Esse nariz de cera todo foi pra falar da volta de “Mad Men”, em sua sexta temporada, neste domingo à noite nos EUA, em episódio de duas horas. Parece que vai começar a passar por aqui na TV Cultura, já está no Netflix, mas de qualquer maneira vai estar pingando como torrent na segunda-feira por aqui.
“Mad Men” é ofensivo de bom.
É uma série de roteiro, de figurino, de atuações, de diálogos, de reprodução fidelíssima de época (anos 1960), de desobediência à correção política (todo mundo fuma e bebe e opina como se estivesse caminhando no corredor da morte) em níveis que tangenciam a perfeição.
“Breaking Bad” chega perto em qualidade. Mas se analisados todos os quesitos, “Mad Men” tem um nariz de vantagem.
Se você quiser assistir e não pegou nada das cinco temporadas, melhor explicar do que se trata.
O título é uma corruptela de “ad men” (advertising men) e era como os publicitários se chamavam nos 1960, quando o glamour da profissão era zero (continua, btw) e ser um bando de loucos não era de fato algo que alguém se orgulhasse. (Camarada Cassiano Fagundes lembra que também vem de MADison Av., onde ficavam as agências à época.)
A trama orbita pela vida do diretor criativo Don Draper (Jon Hamm), que tem um passado nebuloso antes de se tornar o pica do meio. Passado que é explicado – ele tinha uma vida de merda num buraco do interior dos EUA, foi para a guerra, onde um de seus colegas morreu e ele assumiu a identidade desse (assumiu o nome, melhor dizendo), se picou para Nova York onde virou o big shot que é.
Don Draper e seus colegas – principalmente o manda-chuva da agência, Roger (John Slattery) – dão aula de gestão em cada atitude e diálogo. Mas o que mais impressiona em “Mad Men” é a organicidade da obra.

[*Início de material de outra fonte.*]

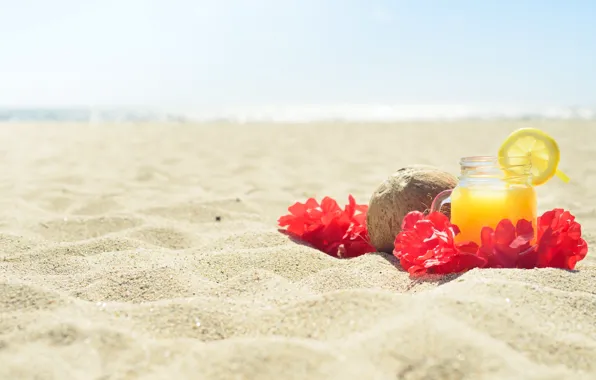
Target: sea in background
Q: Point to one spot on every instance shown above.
(299, 114)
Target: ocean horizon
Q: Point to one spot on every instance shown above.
(297, 114)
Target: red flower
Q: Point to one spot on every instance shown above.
(426, 245)
(337, 232)
(560, 244)
(503, 246)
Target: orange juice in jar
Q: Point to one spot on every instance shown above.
(489, 192)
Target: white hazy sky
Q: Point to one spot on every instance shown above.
(214, 53)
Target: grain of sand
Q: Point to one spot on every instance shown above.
(151, 252)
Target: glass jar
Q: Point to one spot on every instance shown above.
(489, 192)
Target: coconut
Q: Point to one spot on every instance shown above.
(410, 188)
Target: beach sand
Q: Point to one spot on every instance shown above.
(152, 251)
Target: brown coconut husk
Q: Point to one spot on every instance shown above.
(412, 188)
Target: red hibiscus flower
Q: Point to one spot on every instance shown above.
(337, 232)
(560, 244)
(426, 245)
(506, 244)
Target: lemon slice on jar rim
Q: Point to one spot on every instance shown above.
(539, 147)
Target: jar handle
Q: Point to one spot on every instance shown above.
(440, 200)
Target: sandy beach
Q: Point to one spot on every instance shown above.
(151, 251)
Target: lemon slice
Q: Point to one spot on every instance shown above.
(540, 147)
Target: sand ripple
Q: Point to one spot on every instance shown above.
(171, 267)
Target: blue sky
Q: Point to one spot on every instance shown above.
(188, 54)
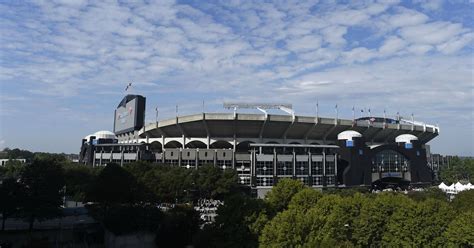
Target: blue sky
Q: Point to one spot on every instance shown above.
(64, 64)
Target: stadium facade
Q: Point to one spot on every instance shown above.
(264, 148)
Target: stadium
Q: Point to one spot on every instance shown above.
(264, 148)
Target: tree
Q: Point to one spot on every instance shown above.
(113, 185)
(428, 193)
(212, 182)
(232, 224)
(12, 169)
(43, 181)
(305, 199)
(296, 228)
(177, 227)
(418, 224)
(280, 196)
(458, 170)
(460, 232)
(11, 195)
(375, 213)
(169, 184)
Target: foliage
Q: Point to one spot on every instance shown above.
(428, 193)
(79, 179)
(11, 195)
(12, 169)
(460, 232)
(418, 224)
(233, 220)
(458, 170)
(16, 153)
(177, 227)
(280, 195)
(114, 185)
(464, 201)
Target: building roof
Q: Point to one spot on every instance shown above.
(280, 126)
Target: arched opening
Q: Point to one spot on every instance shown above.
(156, 146)
(269, 149)
(222, 144)
(196, 144)
(244, 146)
(173, 144)
(315, 150)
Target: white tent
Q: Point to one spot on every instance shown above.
(451, 189)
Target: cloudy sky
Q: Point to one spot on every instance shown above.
(64, 64)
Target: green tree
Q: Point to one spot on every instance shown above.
(458, 170)
(280, 195)
(296, 228)
(428, 193)
(460, 232)
(43, 181)
(169, 183)
(305, 199)
(212, 182)
(177, 227)
(11, 195)
(464, 201)
(418, 224)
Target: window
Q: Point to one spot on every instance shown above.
(390, 161)
(302, 168)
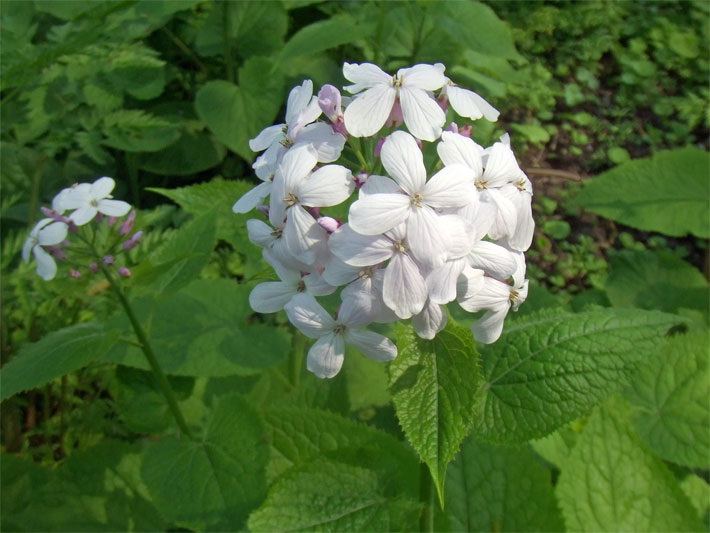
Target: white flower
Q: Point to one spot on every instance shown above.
(90, 199)
(325, 358)
(369, 110)
(46, 232)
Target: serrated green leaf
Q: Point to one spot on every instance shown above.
(215, 482)
(550, 367)
(236, 114)
(59, 353)
(670, 396)
(434, 386)
(201, 331)
(668, 193)
(325, 34)
(655, 280)
(612, 483)
(499, 489)
(329, 496)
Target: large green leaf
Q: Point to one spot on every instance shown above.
(434, 387)
(550, 367)
(236, 114)
(612, 483)
(330, 496)
(655, 280)
(668, 193)
(202, 331)
(671, 399)
(214, 482)
(59, 353)
(499, 489)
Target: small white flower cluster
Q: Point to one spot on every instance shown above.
(86, 201)
(410, 244)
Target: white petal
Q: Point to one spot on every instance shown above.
(46, 267)
(113, 208)
(266, 138)
(403, 160)
(469, 104)
(404, 290)
(373, 345)
(359, 250)
(252, 198)
(457, 149)
(452, 186)
(364, 75)
(376, 213)
(422, 115)
(325, 358)
(327, 186)
(495, 260)
(308, 316)
(271, 296)
(430, 321)
(368, 112)
(422, 76)
(52, 234)
(488, 328)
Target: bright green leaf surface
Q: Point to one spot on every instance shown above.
(434, 386)
(329, 496)
(668, 193)
(212, 483)
(236, 114)
(59, 353)
(550, 367)
(499, 489)
(671, 396)
(612, 483)
(201, 331)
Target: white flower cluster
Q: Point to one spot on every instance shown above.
(410, 244)
(86, 200)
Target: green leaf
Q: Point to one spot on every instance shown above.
(550, 367)
(434, 386)
(668, 193)
(325, 34)
(612, 483)
(212, 483)
(499, 489)
(671, 399)
(492, 36)
(328, 496)
(59, 353)
(236, 114)
(201, 331)
(655, 280)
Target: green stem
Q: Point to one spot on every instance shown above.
(160, 377)
(427, 495)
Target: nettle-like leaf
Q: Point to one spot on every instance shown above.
(434, 386)
(214, 482)
(330, 496)
(611, 482)
(670, 397)
(499, 489)
(201, 331)
(236, 114)
(551, 367)
(59, 353)
(668, 193)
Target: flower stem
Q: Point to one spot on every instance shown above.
(145, 346)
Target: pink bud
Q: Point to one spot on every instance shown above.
(127, 225)
(329, 224)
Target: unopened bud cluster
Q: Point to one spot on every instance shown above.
(414, 240)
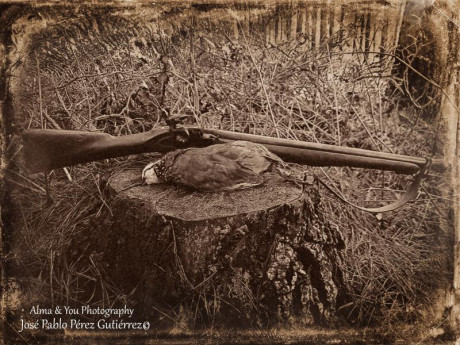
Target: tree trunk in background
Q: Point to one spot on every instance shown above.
(249, 257)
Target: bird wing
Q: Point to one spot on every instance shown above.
(252, 156)
(211, 170)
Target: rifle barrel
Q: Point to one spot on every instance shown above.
(46, 149)
(317, 154)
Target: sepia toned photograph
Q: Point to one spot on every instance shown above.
(230, 172)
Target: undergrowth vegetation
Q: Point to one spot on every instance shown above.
(123, 74)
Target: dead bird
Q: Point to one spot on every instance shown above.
(215, 168)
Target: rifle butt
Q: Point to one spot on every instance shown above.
(46, 149)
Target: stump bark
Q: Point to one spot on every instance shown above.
(256, 256)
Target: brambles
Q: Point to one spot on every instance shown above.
(92, 75)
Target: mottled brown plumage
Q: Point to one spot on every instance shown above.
(235, 165)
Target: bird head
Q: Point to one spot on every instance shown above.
(149, 175)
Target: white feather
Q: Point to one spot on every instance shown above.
(149, 175)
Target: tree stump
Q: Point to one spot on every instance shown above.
(257, 256)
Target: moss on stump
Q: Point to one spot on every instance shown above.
(251, 257)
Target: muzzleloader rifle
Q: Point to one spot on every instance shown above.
(46, 149)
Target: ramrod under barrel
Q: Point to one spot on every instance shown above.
(46, 149)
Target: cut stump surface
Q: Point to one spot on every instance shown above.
(256, 256)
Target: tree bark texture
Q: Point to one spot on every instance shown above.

Tudo é pra valer. Não tem internet, não tem gente com muleta de informação, se não aquilo que a vida trouxe de bagagem e como se faz uso disso. Os diálogos são impressionantes, as atitudes são cruas, as relações ganham outra dimensão com tudo isso. Só assistindo mesmo. Espero que você o faça. Pode me cobrar depois.